<リプレイ>
●フリーベル・ハウスの秘密 薔薇色の実をつけたラズベリーの垣根に囲まれ、甘やかなアプリコットオレンジの薔薇咲くアーチから望むフリーベル・ハウスは、今日も穏やかに冒険者たちを迎え入れた。 蛇退治を終えて受け取ってきた鍵を冒険者たちから手渡され、柔らかな輝きを湛えた白髪を品良く結い上げたフリーベル夫人は、ありがとう、お帰りなさい、と温かな微笑みと感謝を彼らに向ける。 「お初にお目にかかる。わしはエルヴィン、異形異貌の身なれどよしなに願いたい」 初見となる砂塵の騎獅・エルヴィン(a74826)や獣哭の弦音・シバ(a74900)の挨拶には、お会いできて嬉しいわと顔を綻ばせた。彼らソルレオンに会うのは恐らく初めてだろうが、客商売が長い夫人は旧同盟領の民には見慣れぬ風貌やエルヴィンの仮面にも動じた様子はない。 背に翼を持つわたゆきのはね・フィリシア(a71294)や、チキンレッグの自分を珍しがる様子もありませんでしたしね、と先日のことを思い返しつつ、無限の旋律を奏でる七色の音階・クロウ(a38657)は緩やかに開かれた玄関扉を潜る。 柔らかな色調で彩られた吹き抜けのホールは、今日も暖かな光に満ちていた。 「この場所があんまり素敵で──もっと知りたかったんです」 「あらあら、嬉しいこと」 顔馴染みとなった冒険者たちからの挨拶に笑顔で応えていた夫人は、空言の紅・ヨル(a31238)の言葉にも声を弾ませた。だがまずワイン蔵の探索から始めたいと伝えれば、夫人はあらあらまぁまぁと困ったように瞳を瞬かせる。 「私としては、まず硝子燈探しを手伝って貰えると嬉しいのだけれど……」 「大丈夫、そっちは俺たちが頑張りますから」 すかさず柳緑花紅・セイガ(a01345)が口を挟めば、みんなワイン蔵に行ってしまうかと思ったわ、と夫人はほっとしたように頬を緩めた。全員がワイン蔵探索を優先させていたら少し厄介なことになっていたかもしれない。夫人は改めてヨルへ笑みを向け、素敵なものを見つけてきてくれると嬉しいわと鍵を手渡した。葡萄畑の絵画から秘密のワインバーへと至る鍵だ。 「素敵な秘密、見つけてきますね」 「夢の宿を作るお手伝い、頑張ってきます!」 鍵を大切そうに握りしめてヨルが微笑めば、駆け昇る流星・フレア(a26738)も溌剌と笑ってみせる。 素敵なものが見つかればとっておきのお茶をお出しするわね、と微笑み返す夫人に頷いて、ワイン蔵の探索を担う冒険者たちは応接間へと足を向けた。 穏やかな陽の降る葡萄畑を描いた絵の前に立った風任せの術士・ローシュン(a58607)は、今度は手抜かりせんよと瞳を細めて薄手の布手袋を嵌める。 「では、館のご主人との知恵比べに挑むとするか」 絵画を開き、その後ろの壁に造られた樫の扉を開け、秘密の場所へと足を踏み入れた。

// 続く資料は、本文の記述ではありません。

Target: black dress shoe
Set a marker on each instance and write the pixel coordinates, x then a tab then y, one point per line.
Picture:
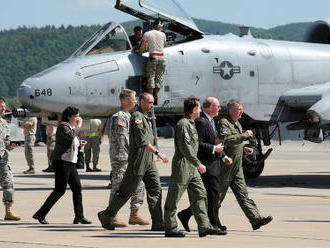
262	222
212	231
157	228
81	220
222	228
40	219
48	170
177	234
184	220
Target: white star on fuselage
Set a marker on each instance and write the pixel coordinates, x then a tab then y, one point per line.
226	70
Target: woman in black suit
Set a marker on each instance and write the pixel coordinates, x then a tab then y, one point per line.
64	157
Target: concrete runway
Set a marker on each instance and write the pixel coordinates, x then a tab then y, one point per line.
294	188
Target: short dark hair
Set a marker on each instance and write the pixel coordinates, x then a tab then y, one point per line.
208	102
137	29
126	93
68	112
232	103
144	96
189	104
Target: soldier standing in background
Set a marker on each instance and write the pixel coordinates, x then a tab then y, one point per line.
51	134
155	41
119	143
6	175
30	129
94	140
231	132
136	38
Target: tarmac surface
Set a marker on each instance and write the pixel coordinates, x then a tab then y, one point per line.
294	188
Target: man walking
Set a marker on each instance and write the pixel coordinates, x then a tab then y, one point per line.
141	166
230	130
185	175
210	151
119	145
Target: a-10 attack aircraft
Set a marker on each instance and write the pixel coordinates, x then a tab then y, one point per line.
277	81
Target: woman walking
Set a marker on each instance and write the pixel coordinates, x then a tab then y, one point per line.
64	157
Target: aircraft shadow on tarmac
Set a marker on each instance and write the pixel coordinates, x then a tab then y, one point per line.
298	181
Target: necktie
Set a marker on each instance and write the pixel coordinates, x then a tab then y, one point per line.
213	126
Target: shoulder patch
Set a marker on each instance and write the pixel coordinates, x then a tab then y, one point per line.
224	130
138	120
121	124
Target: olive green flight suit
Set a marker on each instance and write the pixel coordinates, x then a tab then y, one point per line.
232	175
141	166
185	176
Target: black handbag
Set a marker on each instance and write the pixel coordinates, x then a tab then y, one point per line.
81	159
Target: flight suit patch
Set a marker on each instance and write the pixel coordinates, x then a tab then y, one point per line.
138	120
224	131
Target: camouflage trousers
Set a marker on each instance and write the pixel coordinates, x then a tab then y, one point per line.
92	146
50	149
6	179
154	71
117	174
28	144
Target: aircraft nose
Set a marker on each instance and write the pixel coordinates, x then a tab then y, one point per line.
25	92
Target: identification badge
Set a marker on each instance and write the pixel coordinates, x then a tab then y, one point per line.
138	120
224	131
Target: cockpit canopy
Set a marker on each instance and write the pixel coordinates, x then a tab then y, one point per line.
108	39
113	38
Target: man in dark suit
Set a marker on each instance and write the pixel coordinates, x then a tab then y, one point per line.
210	151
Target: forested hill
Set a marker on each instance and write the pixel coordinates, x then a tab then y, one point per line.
26	51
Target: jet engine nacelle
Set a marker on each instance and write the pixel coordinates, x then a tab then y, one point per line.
318	32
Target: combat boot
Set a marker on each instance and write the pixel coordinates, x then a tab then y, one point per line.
118	223
88	168
95	168
9	214
136	219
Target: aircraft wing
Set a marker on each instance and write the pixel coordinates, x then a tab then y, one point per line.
315	99
168	11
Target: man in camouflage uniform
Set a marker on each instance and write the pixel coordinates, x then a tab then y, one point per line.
185	175
155	41
50	132
94	140
30	129
119	143
6	175
141	167
230	130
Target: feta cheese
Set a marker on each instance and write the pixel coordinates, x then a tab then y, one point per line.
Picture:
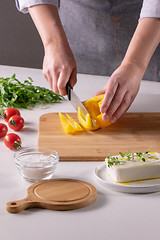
132	167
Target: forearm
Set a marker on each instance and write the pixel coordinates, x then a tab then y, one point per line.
48	24
143	44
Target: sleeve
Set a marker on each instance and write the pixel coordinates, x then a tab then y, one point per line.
150	8
23	5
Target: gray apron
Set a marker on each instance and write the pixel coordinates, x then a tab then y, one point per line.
99	32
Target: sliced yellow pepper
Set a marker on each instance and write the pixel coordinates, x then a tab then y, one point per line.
86	121
93	107
70	125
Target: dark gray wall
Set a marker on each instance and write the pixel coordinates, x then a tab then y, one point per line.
20	44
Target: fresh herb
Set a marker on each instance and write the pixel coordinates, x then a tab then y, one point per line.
13	93
113	162
139	156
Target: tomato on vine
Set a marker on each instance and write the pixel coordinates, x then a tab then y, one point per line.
9	112
16	122
3	130
12	141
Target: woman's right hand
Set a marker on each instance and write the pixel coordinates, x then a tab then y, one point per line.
59	67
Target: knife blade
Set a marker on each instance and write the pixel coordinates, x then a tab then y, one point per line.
75	101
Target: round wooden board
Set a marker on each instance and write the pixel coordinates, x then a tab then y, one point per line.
56	194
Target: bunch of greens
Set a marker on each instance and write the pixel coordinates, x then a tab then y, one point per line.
13	93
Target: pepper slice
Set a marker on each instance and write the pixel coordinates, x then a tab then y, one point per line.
70	125
93	107
86	121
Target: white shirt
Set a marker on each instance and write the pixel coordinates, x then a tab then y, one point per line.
150	8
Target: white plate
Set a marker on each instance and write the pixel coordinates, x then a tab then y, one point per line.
143	186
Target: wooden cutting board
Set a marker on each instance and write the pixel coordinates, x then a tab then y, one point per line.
56	194
135	131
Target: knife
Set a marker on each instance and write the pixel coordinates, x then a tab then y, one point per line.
75	101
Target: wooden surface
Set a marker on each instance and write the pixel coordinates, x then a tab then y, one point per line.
135	131
56	194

●秘密のワイン蔵 深い飴色の樫材で設えられたワインバーに射し込む光は、蜜を溶かしたような色を帯びていた。 隠れ家の風情を多分に纏った秘密の空間は、心をほっと和ませつつ期待感で浮き立たせるといった相反する作用を持っている。絨毯を端に寄せ市松模様に配された床板を動かし始めたヨルを手伝いながら、フレアはふふっと口元を綻ばせた。幾つもの小さな板をスライドさせていくこの作業は、何だかパズルめいていてとても楽しい。 「ここって夢が詰まっている感じがして、とっても嬉しくなっちゃう」 「何が見つかるのか……わくわくしますよね」 二人はあっと言う間に地下へと続く扉を見つけ出す。初めてここを訪れたエルヴィンが「なるほどの」と顎鬚を捻りつつ頷く様に微かに笑んで、持ち込んだカンテラに火を燈したローシュンは先頭に立って地下のワイン蔵へと降りていった。 煉瓦の壁に囲まれたワイン蔵はひんやりとした独特の空気を漂わせ、緩やかなアーチを描く天井の下には年代物のワインボトルを抱いた棚が並ぶ。だがそれは入口付近のごく一部で、蔵の殆どは樽で占められているようだった。 薄暗い中に幾つもの大きな樽がずらりと並べられている様は壮観だ。 「まさに樽を隠すなら樽の中と言う事なのかのぅ」 「違いない」 感心したように呟くエルヴィンに相槌を打って、ローシュンは「ふむ」と思案気に辺りを見回した。先の探索でヨルが見つけ出したコルク栓は、瓶でなく樽に使う大きさのものだ。樽が扉になっているとするなら中身は空だと思われるから、揺すったり傾けたりしてはどうかと提案したが―― 「いえ、それよりは……」 「この栓が樽に嵌めるものなら、『その樽』は栓が開いているのではないのかね?」 不思議そうにエルヴィンが首を傾げれば、何かを言いかけたヨルが「ですよね!」と瞳を輝かせた。 前回見つけた様々な仕掛けを思えば、フリーベル・ハウスの秘密は『見つけてもらうこと』を前提にしているような気がする。つまり、具体的な推測をもって探せば然程労せず見つかるはずなのだ。 「この形がぴったり嵌まればいいんだよねっ」 矯めつ眇めつコルク栓を眺めていたフレアの言葉に頷いて、冒険者たちはまず栓の開いた樽が並ぶ一角へと向かった。全ての樽が空だとしても扉になっている樽ならやはり反響音が違うはず。端々に散った彼らはタイミングをずらしつつ樽を叩いて音を確かめ、後で消せるよう白墨で印をつけて目標を絞りこんでいく。ひときわ深く音を響かせる樽が幾つか見出せたが、肝心のコルク栓がぴったり嵌まる樽はひとつだけだった。身体の大きなエルヴィンでもすっぽり入れそうなほどの樽。 栓を嵌めて捻ってみれば、大きな鏡板がごとりと音を立てて外れ落ちた。 樽そのものは固定されていて動かせなかったが、中を覗けば樽底と接している壁がくりぬかれ、暗い地下道が先へと続いている。奥も探ってみるかのと呟いたエルヴィンは灯りを借り受けて、樽を潜り土の匂いのする地下道へと足を踏み入れた。 暫し進んで行けば――道の先から陽の光が射してくる。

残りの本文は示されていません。